Number 4, With a Bullet:
“Revised” economic report will reveal the Chinese are “healthy” consumers, after all.

If there is one thing Beijing and Washington have agreed upon during the past year, it is the need to “rebalance” China’s economy in favor of greater domestic consumption at the expense of “excessive” foreign investment. China worries about a new currency crisis while the U.S. laments its growing trade deficit.
A new economic census will probably be good news in both capitals, though for Washington it may turn out to be a case of being too careless what you wish for.
The upward revision of China’s gross domestic product — perhaps by as much as 22 per cent — “enlarges” this Asian economy by roughly the size of Turkey and puts China squarely at number four among the world’s largest economies. The new census, carried out by many millions of data collectors spread out over the entire country and recording economic activity usually missed by conventional methods, is expected to be released by the National Bureau of Statistics early next week.
A striking feature of the new figures is how badly the service sector has been undervalued in past economic surveys. Too, they may put paid to the shibboleth of China’s “overinvestment economy” (under the old figures, investment accounted for more than half of China’s annual GDP growth) and provide a measure of re-assurance to China’s central bank, the scene of much nail-biting during the various currency crises of the 1990s. Stronger domestic demand means an economy less susceptible to the winds of overseas investment. And China still has very high investment and savings rates (China’s savings rate is close to 50% of GDP), probably high enough to weather all but the most catastrophic overseas economic crisis.
So, what is the bad news? Given that small-scale services are much less labor (as well as capital) intensive than other segments of the economy, this may bode ill for employment growth in some regions. This, in turn, could have an ill effect on now-healthy growth rates in domestic consumption.

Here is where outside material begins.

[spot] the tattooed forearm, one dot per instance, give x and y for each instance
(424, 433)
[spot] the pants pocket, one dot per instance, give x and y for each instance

But the big news remains the startling development that the Chinese economy is larger — much larger — than practically anyone, especially the Americans, had figured. Already there is talk in the European capitals of a China overtaking the West in economic clout within 15 years. And, given the exponential growth in Chinese “soft power” throughout the developing world and its nascent alliances, particularly with Russia, it may be deja vu all over again — a truly bipolar world.